Не прошло и нескольких минут, как быстро подошел старший офицер и, приложив правую руку к козырьку фуражки, доложил:
— Господин капитан 1-го ранга, корабль к бою готов!
— Добро, Владимир Иванович!
Женщины были буквально подавлены слаженностью действий и единым порывом команды и как бы наяву ощутили боевую мощь корабля. «И этими сотнями людей и всем огромным кораблем командует мой Андрюша! — со страхом, смешанным с гордостью за супруга, подумала Мария. — И как же ему не страшно?! Он спокоен и уверен в себе. Но ведь таких и еще бо́льших кораблей, которые я видела в гавани Порт-Артура, десятки.

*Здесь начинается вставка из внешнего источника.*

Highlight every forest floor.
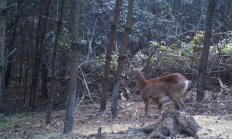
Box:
[0,86,232,139]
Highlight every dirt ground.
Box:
[0,87,232,139]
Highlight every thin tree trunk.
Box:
[39,60,48,98]
[4,26,17,87]
[100,0,122,112]
[4,56,12,87]
[30,0,51,111]
[0,0,7,108]
[197,0,216,101]
[63,0,82,134]
[46,0,65,124]
[111,0,134,120]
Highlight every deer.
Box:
[129,68,190,126]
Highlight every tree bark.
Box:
[111,0,134,120]
[100,0,122,112]
[30,0,51,111]
[0,0,7,108]
[129,111,201,139]
[197,0,216,102]
[46,0,65,124]
[63,0,82,134]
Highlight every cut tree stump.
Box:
[129,111,201,139]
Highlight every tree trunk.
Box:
[4,26,17,87]
[0,0,7,108]
[111,0,134,120]
[4,56,12,87]
[46,0,65,124]
[197,0,216,102]
[63,0,82,134]
[100,0,122,112]
[39,61,48,98]
[30,0,51,111]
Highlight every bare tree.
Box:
[63,0,82,133]
[100,0,122,112]
[111,0,134,120]
[0,0,7,107]
[46,0,65,124]
[197,0,217,101]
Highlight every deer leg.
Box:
[140,101,149,127]
[172,97,185,110]
[158,104,163,120]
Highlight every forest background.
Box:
[0,0,232,138]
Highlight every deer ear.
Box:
[139,67,143,71]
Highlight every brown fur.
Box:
[130,68,189,124]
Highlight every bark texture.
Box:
[197,0,216,101]
[100,0,122,112]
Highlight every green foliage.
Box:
[217,33,232,54]
[41,133,60,139]
[0,114,26,129]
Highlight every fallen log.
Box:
[129,111,201,139]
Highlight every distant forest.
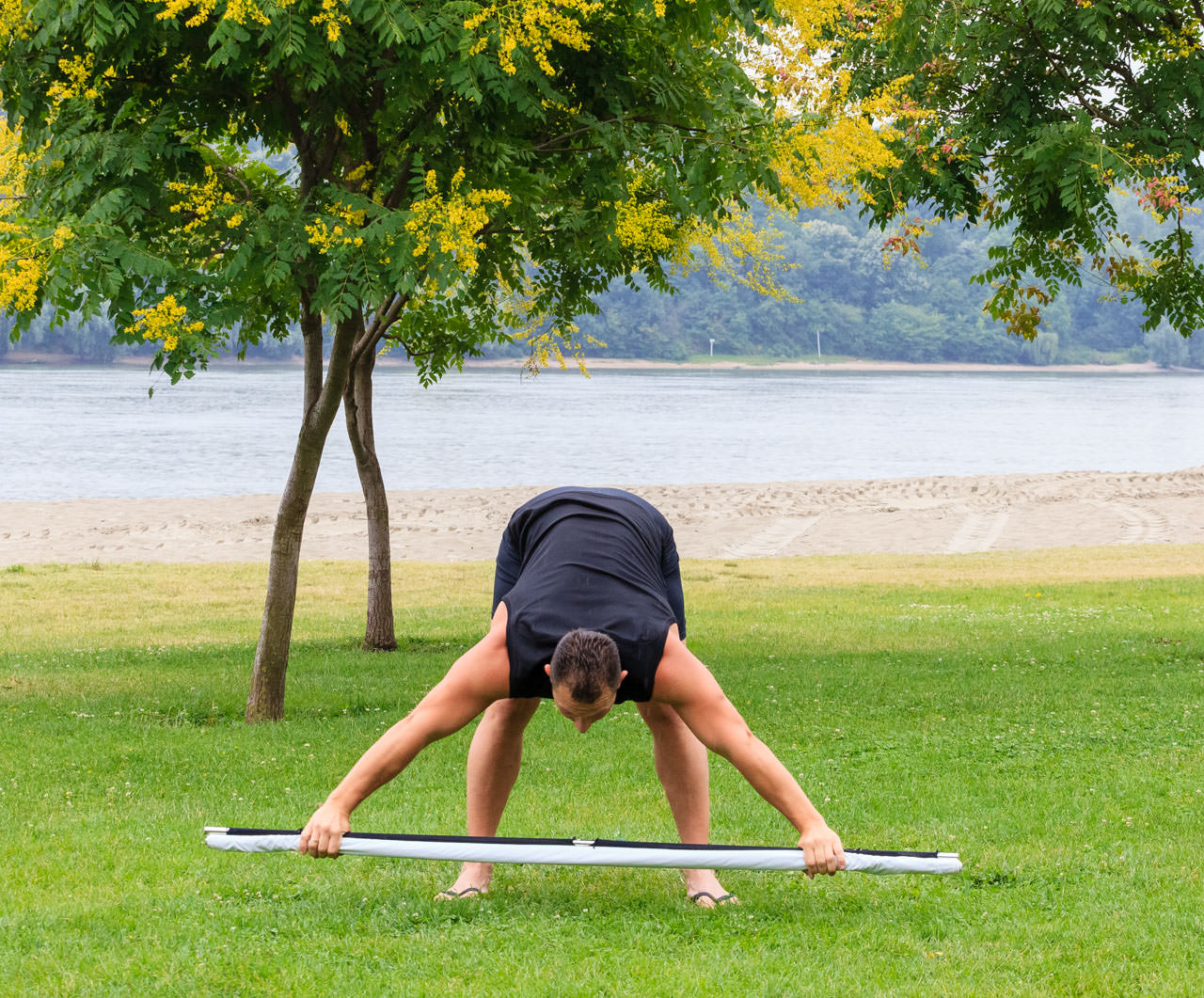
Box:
[9,198,1204,369]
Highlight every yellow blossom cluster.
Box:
[133,295,205,352]
[613,177,685,257]
[0,0,30,39]
[47,52,115,103]
[305,201,367,253]
[464,0,605,76]
[0,118,44,314]
[405,167,511,274]
[1144,19,1204,63]
[701,214,801,305]
[309,0,352,42]
[148,0,271,27]
[167,166,242,233]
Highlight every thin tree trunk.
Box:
[343,337,397,651]
[246,309,358,723]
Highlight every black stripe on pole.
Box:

И ими тоже командуют чьи-то мужья или возлюбленные…» И она только сейчас, стоя на палубе корабля, изготовившегося к бою, по-настоящему поняла, что на самом деле скрывается за кораблями, привычно стоящими на рейде.
— Ну и как, Мария Ивановна, у вас есть еще вопросы по поводу боевых возможностей крейсера? — улыбнувшись, спросил ее его командир.
— Ой, Андрюша… — и смешалась, вспомнив, что они не одни. — Извините, господа, Андрей Петрович, — смущенно поправилась она, — это незабываемое зрелище!
— Зрелище бывает в цирке, уважаемая Мария Ивановна, — назидательно заметил молчавший до сих пор Петр Михайлович, — а здесь слаженная работа команды корабля по приведению его в боевую готовность. И незабываемым оно будет лишь до тех пор, пока молчат орудия, а неприятель не осыпает его градом снарядов, сея смерть и разрушения.
Глаза женщин наполнились ужасом.
— И не верьте тем, кто говорит про упоение боем. Бой, как и всякая война в целом, — омерзительная вещь, когда каждому нормальному человеку непременно кажется, что очередная вспышка орудия неприятеля направлена на то, чтобы послать снаряд именно в него. Когда решается, кто кого… Но работа есть работа, и эти страхи становятся ничтожными по сравнению с желанием каждого офицера, каждого матроса как можно лучше выполнить ее. Отсюда и самопожертвование, и героизм воинов по защите своего Отечества. Достаточно хотя бы вспомнить о подвиге команды крейсера «Варяг».
Александра Васильевна в порыве признательности встала на цыпочки и поцеловала его в щеку.
— Это в вашем лице, Петр Михайлович, всем защитникам Отечества от любящих их женщин.
Мужчины потупились, а женщины вытирали платочками выступившие на их глазах слезы благодарности…
Андрей Петрович, прокашлявшись, приказал старшему офицеру:
— Отбой учебной боевой тревоге!
— Есть отбой учебной боевой тревоге! — ответил он и поспешил выполнять приказ командира.
— А вас, дамы, прошу проследовать в мою каюту, — пригласил гостей гостеприимный хозяин.
— А капитанский мостик? — просительно посмотрела на супруга Александра Васильевна.
Петр Михайлович строго посмотрел на нее:
— Мостик — святая святых на корабле. И далеко не каждый матрос, прослужив много лет на корабле, имел возможность побывать на нем. А уж дамам тем более не престало даже и думать об этом. Тем более что подниматься на него по трапу в туфельках с каблуками и юбках не только неудобно, но и не этично.
Женщины явно смутились от отповеди адмирала: куда это вы собрались, дамочки…
— Так что прошу вас, дамы, проследовать вместо капитанского мостика в капитанскую каюту, — улыбнулся Петр Михайлович своему неожиданному каламбуру.
* * *Андрей Петрович широко открыл дверь своей каюты:
— Прошу вас, дамы и господа, в мою берлогу.
— Ничего себе «берлога»! — восхищенно воскликнула Александра Васильевна, окинув каюту быстрым взглядом. — Да в ней можно годами жить!